Довод короля, неотразимый своей логичностью, на некоторое время смутил барона. Однако у него был в запасе еще один план, и он сказал:
— Есть еще одно средство сделать раздел для нас более выгодным — это отделить от Турции в пользу Австрии Белград и Сербию.
Фридрих
Барон Ван-Свитен повторил свое предложение. Король с иронией отвечал, что очень рад тому, что Австрия еще не совсем отуречена, как считают в Европе, и ему приятно, что она хочет поживиться за счет своих добрых друзей — турок.
Посол сделал вид, что не понял насмешки, и снова спросил: что же он, король, все-таки думает по поводу предложения его правительства?
— Я думаю, что это не невозможно, — ответил король.
6 февраля 1772 года между Россией и Пруссией был подписан окончательный договор относительно раздела Польши. Когда Кауниц узнал об этом, он испугался, что останется без доли, и тотчас составил акт о желании Австрии принять участие в намеченном предприятии.
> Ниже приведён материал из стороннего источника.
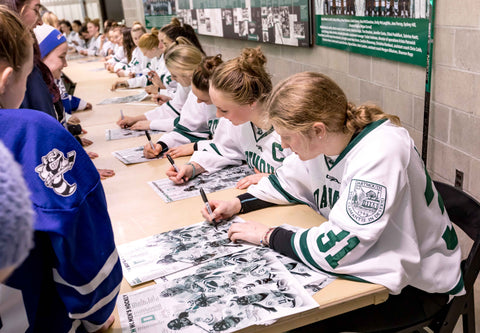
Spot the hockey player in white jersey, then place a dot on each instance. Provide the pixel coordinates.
(238, 89)
(181, 60)
(386, 223)
(193, 125)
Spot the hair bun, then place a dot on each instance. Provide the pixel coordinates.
(251, 58)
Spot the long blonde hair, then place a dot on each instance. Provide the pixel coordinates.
(305, 98)
(244, 79)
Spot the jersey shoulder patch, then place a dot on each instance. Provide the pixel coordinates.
(366, 201)
(54, 165)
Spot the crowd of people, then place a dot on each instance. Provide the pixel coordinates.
(305, 143)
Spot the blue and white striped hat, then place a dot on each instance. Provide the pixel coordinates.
(48, 38)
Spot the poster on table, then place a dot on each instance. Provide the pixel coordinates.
(222, 295)
(284, 22)
(392, 29)
(155, 256)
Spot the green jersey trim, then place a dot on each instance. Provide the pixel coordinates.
(264, 134)
(214, 147)
(276, 184)
(370, 127)
(309, 259)
(171, 107)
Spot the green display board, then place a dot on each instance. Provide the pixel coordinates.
(284, 22)
(158, 12)
(390, 29)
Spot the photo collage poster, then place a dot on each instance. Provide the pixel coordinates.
(251, 287)
(391, 29)
(284, 22)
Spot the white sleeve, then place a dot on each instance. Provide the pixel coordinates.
(192, 125)
(286, 185)
(162, 117)
(224, 150)
(137, 81)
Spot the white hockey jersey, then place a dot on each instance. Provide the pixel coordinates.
(139, 64)
(386, 222)
(157, 65)
(232, 145)
(193, 123)
(162, 117)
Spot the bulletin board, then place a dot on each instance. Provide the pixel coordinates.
(158, 12)
(283, 22)
(390, 29)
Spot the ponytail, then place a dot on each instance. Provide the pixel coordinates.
(244, 78)
(201, 75)
(305, 98)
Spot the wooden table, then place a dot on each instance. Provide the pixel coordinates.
(137, 211)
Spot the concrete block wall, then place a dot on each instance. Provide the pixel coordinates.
(454, 141)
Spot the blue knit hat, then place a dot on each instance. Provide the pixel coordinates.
(48, 38)
(16, 214)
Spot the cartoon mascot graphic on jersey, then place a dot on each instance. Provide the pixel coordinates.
(366, 201)
(54, 166)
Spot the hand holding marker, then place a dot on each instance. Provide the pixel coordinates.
(172, 162)
(209, 209)
(149, 140)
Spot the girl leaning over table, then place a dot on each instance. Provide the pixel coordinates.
(386, 223)
(198, 117)
(238, 88)
(71, 278)
(181, 59)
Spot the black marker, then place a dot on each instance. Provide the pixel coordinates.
(209, 209)
(150, 140)
(172, 162)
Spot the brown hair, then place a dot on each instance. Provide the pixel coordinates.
(16, 40)
(137, 26)
(244, 78)
(175, 29)
(201, 76)
(305, 98)
(51, 19)
(183, 56)
(149, 41)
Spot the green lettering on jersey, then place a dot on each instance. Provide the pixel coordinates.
(323, 202)
(351, 244)
(255, 161)
(450, 238)
(332, 240)
(330, 194)
(212, 125)
(277, 147)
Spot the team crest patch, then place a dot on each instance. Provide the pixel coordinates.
(54, 166)
(366, 201)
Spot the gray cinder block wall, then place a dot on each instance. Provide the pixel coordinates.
(454, 142)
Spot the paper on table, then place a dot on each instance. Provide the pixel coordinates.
(220, 180)
(123, 133)
(125, 99)
(166, 253)
(225, 294)
(132, 155)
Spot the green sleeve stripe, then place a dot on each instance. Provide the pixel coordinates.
(171, 107)
(309, 259)
(276, 184)
(214, 147)
(429, 194)
(440, 203)
(191, 137)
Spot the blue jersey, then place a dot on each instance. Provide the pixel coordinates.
(72, 277)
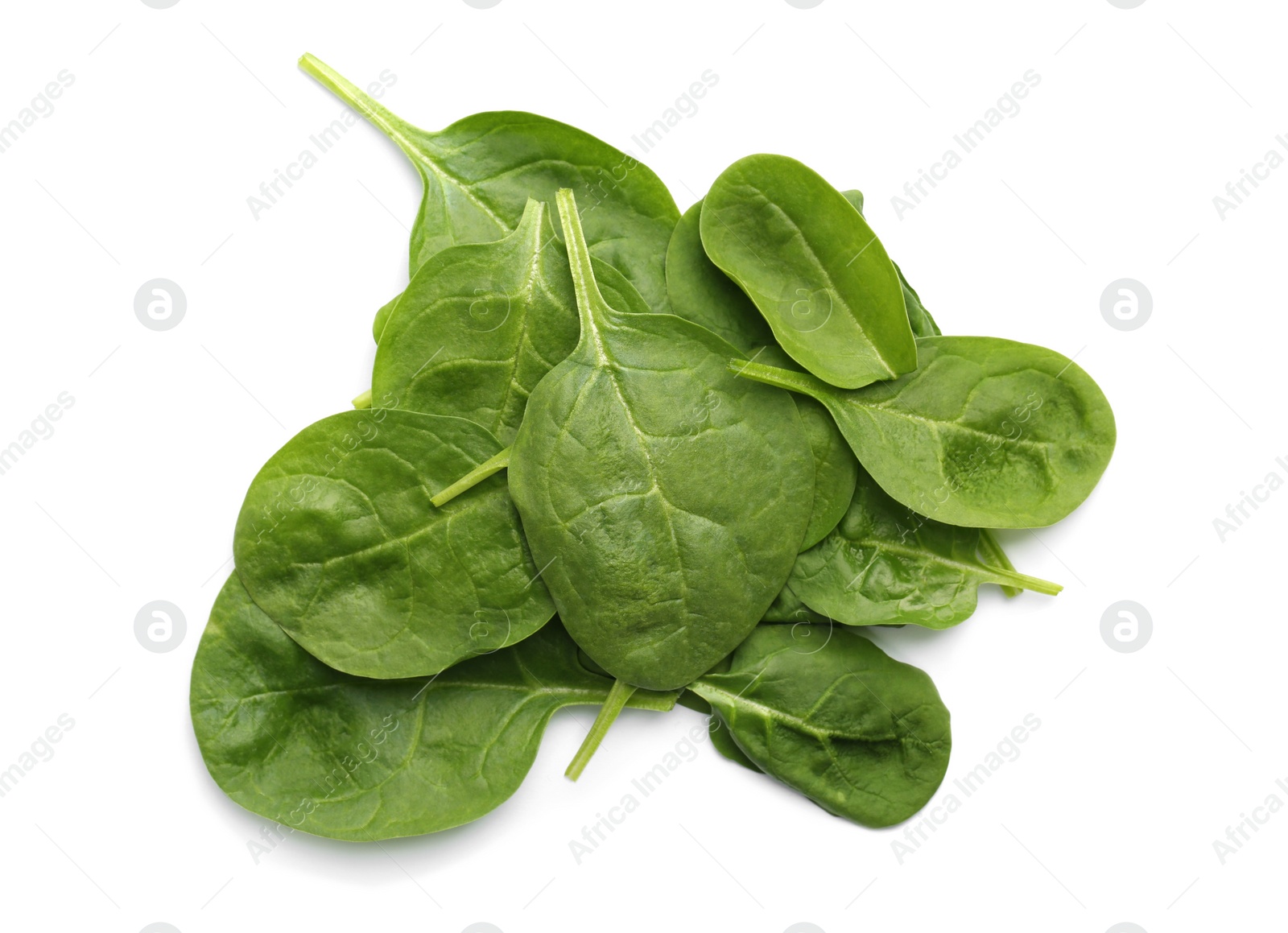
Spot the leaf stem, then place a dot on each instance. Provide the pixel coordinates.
(362, 102)
(991, 549)
(493, 464)
(783, 379)
(609, 713)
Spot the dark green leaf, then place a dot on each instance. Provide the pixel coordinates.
(345, 757)
(339, 543)
(860, 733)
(481, 171)
(813, 267)
(886, 564)
(985, 433)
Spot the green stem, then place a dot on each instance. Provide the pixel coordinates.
(1024, 581)
(783, 379)
(493, 464)
(991, 549)
(613, 705)
(386, 122)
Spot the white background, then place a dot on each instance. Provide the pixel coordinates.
(1109, 169)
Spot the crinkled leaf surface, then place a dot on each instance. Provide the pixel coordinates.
(351, 758)
(813, 267)
(987, 432)
(886, 564)
(622, 472)
(339, 543)
(857, 733)
(701, 293)
(482, 324)
(919, 319)
(481, 171)
(704, 294)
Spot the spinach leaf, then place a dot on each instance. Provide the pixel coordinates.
(382, 319)
(480, 173)
(813, 267)
(835, 469)
(336, 755)
(339, 543)
(787, 607)
(478, 328)
(919, 319)
(622, 472)
(723, 741)
(482, 324)
(860, 733)
(701, 293)
(704, 294)
(886, 564)
(985, 433)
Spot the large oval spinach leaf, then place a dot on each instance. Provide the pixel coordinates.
(701, 293)
(339, 543)
(886, 564)
(622, 469)
(481, 171)
(813, 267)
(311, 748)
(919, 319)
(863, 736)
(482, 324)
(987, 432)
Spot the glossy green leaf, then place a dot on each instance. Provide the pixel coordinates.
(723, 741)
(919, 319)
(481, 171)
(886, 564)
(813, 267)
(622, 471)
(313, 749)
(701, 293)
(857, 733)
(382, 319)
(787, 607)
(835, 469)
(339, 543)
(482, 324)
(987, 432)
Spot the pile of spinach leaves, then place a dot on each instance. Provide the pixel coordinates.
(620, 456)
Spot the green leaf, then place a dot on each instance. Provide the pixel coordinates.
(919, 319)
(860, 733)
(813, 267)
(723, 741)
(339, 543)
(886, 564)
(480, 173)
(835, 469)
(313, 749)
(987, 432)
(624, 471)
(701, 293)
(789, 609)
(482, 324)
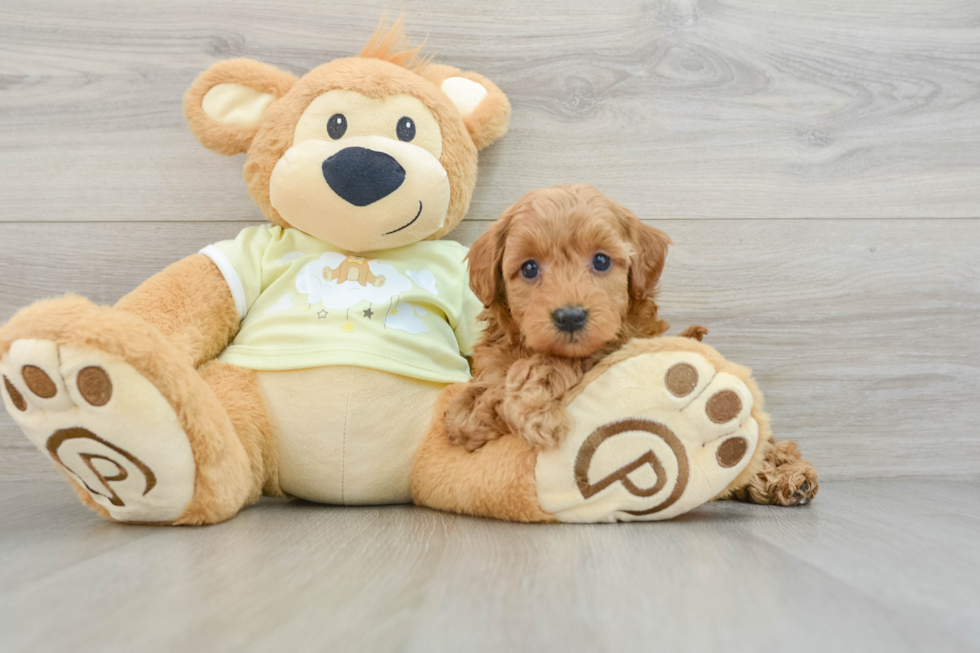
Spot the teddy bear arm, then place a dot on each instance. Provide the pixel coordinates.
(190, 303)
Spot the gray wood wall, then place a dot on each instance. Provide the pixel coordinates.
(817, 165)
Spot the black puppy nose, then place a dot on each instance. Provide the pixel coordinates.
(362, 176)
(570, 318)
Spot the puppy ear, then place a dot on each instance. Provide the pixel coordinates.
(225, 104)
(486, 254)
(483, 106)
(649, 254)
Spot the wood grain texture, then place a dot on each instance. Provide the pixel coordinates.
(861, 333)
(681, 108)
(848, 573)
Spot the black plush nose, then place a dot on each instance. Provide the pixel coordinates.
(570, 318)
(362, 176)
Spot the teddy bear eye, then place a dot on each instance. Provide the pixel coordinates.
(601, 262)
(529, 269)
(337, 125)
(405, 129)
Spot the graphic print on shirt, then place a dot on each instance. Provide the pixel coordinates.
(340, 282)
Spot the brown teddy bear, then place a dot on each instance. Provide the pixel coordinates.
(306, 356)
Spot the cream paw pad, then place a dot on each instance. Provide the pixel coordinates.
(664, 432)
(104, 424)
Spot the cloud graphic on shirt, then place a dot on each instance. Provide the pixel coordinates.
(292, 256)
(404, 318)
(284, 304)
(424, 280)
(331, 294)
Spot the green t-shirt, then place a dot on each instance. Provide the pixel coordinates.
(304, 303)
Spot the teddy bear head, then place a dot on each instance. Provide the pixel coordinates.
(366, 153)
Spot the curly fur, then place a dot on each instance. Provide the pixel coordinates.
(526, 371)
(524, 365)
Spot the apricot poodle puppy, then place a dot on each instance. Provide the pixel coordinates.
(568, 276)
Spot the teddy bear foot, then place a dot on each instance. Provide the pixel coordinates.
(655, 435)
(105, 425)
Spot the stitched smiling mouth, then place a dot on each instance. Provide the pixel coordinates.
(409, 224)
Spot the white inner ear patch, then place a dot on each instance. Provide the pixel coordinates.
(235, 104)
(465, 93)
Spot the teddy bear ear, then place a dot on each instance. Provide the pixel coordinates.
(484, 108)
(225, 104)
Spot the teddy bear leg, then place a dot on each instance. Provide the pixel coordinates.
(123, 414)
(497, 480)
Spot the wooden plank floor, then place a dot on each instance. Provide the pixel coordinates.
(871, 565)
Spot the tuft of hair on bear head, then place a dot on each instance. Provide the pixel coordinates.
(389, 43)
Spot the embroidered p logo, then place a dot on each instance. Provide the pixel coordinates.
(97, 463)
(586, 453)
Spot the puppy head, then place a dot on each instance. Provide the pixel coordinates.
(569, 271)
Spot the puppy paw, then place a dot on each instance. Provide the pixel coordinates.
(654, 436)
(105, 425)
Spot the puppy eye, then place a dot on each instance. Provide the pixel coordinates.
(601, 262)
(529, 270)
(405, 129)
(337, 125)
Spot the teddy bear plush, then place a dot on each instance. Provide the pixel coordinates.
(307, 356)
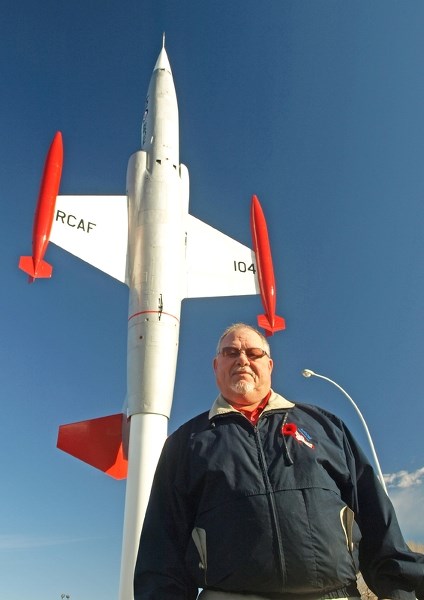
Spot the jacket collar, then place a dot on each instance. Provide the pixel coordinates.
(222, 407)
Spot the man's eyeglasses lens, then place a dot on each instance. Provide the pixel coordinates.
(251, 353)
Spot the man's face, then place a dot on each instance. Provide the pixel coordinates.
(242, 381)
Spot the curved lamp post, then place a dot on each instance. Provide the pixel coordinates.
(308, 373)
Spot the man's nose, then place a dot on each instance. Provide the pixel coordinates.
(242, 358)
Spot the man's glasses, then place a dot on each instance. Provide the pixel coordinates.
(251, 353)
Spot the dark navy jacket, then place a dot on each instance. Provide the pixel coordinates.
(289, 507)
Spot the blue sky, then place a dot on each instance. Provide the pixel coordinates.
(317, 107)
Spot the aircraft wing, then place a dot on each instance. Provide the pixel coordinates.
(217, 265)
(95, 229)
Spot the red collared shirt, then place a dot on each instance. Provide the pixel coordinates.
(253, 415)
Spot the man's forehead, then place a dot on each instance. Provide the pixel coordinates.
(243, 334)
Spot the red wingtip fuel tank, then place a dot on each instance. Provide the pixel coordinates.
(34, 265)
(270, 322)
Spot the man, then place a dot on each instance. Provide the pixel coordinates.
(264, 498)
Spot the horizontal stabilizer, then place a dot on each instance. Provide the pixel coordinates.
(44, 269)
(270, 328)
(98, 442)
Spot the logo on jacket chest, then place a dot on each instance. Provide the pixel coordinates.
(298, 433)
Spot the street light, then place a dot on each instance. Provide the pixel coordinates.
(308, 373)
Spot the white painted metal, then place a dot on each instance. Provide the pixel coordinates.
(148, 434)
(169, 255)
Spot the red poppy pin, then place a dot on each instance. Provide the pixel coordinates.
(299, 435)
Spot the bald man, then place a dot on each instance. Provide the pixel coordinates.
(262, 498)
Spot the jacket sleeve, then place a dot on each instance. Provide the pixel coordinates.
(389, 567)
(160, 573)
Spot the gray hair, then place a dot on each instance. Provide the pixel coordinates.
(244, 326)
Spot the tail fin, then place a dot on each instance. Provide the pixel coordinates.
(270, 328)
(43, 269)
(98, 442)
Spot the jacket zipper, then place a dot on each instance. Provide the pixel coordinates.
(273, 510)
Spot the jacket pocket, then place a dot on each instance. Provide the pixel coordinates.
(199, 538)
(347, 518)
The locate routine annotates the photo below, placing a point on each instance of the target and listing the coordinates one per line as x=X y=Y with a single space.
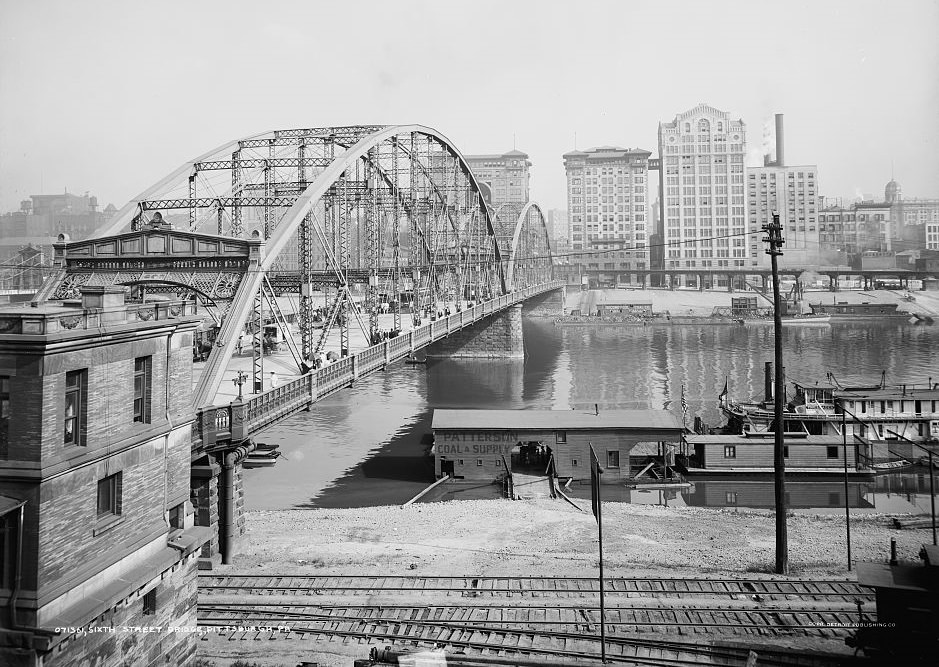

Спустя несколько дней барон Ван-Свитен попросил у прусского короля новой аудиенции.
— Мое правительство, — сказал он, — при зрелом обсуждении современного положения приняло решение отказаться от приобретения Белграда и Сербии, однако для поддержания равновесия на севере оно желает приобрести часть Польши наравне с Россией и Пруссией.
С этими словами он вручил королю акт, присланный ему Кауницем. Король внимательно прочитал бумагу и положил ее на стол.
— Мне приятно, что Австрия присоединяется к нашему договору, — сказал он. — Но в акте я не нашел ваших конкретных территориальных претензий.
— Они будут представлены князем Кауницем позднее.
Встреча с австрийским посланником состоялась в феврале. Фридрих надеялся получить ответ от Кауница еще до начала марта. Но март наступил, а в Вене словно забыли о своем акте, о том, что обещали определить территориальные претензии к Польше в самое ближайшее время. В ожидании прошло больше месяца. Наконец Кауниц пригласил к себе посланников России и Пруссии и объявил, что Австрия желает иметь новую границу с Польшей по черте от Вялы вниз по Висле до Сандомира, оттуда до Паркова, затем вниз по Днестру, между Волынью и Красной Русью до Трансильвании.
Когда Фридриху сообщили об этом, он ахнул от удивления: Австрия требовала для себя больше, чем Пруссия и Россия вместе взятые. Фридрих запротестовал. Еще бы! Начертанные Кауницем границы подходили почти к Варшаве, Австрия брала себе лучшие польские провинции. С одних только соляных копей в Величке и Бохнии она могла бы получать больше доходов, чем Пруссия со всех присоединяемых к себе провинций. «Несправедливо!» — бушевал король. Однако для устранения сей несправедливости он не придумал ничего лучшего, как предложить Петербургу, чтобы Россия и Пруссия увеличили свои части в Польше для «сохранения справедливой соразмерности». В Петербурге к его предложению отнеслись без энтузиазма. Здесь понимали: если встать на путь соперничества в том, кто больше отхватит, от Польши могут остаться только рожки да ножки… Панин не терял надежды, что Кауниц прислушается к здравым советам и умерит свой аппетит.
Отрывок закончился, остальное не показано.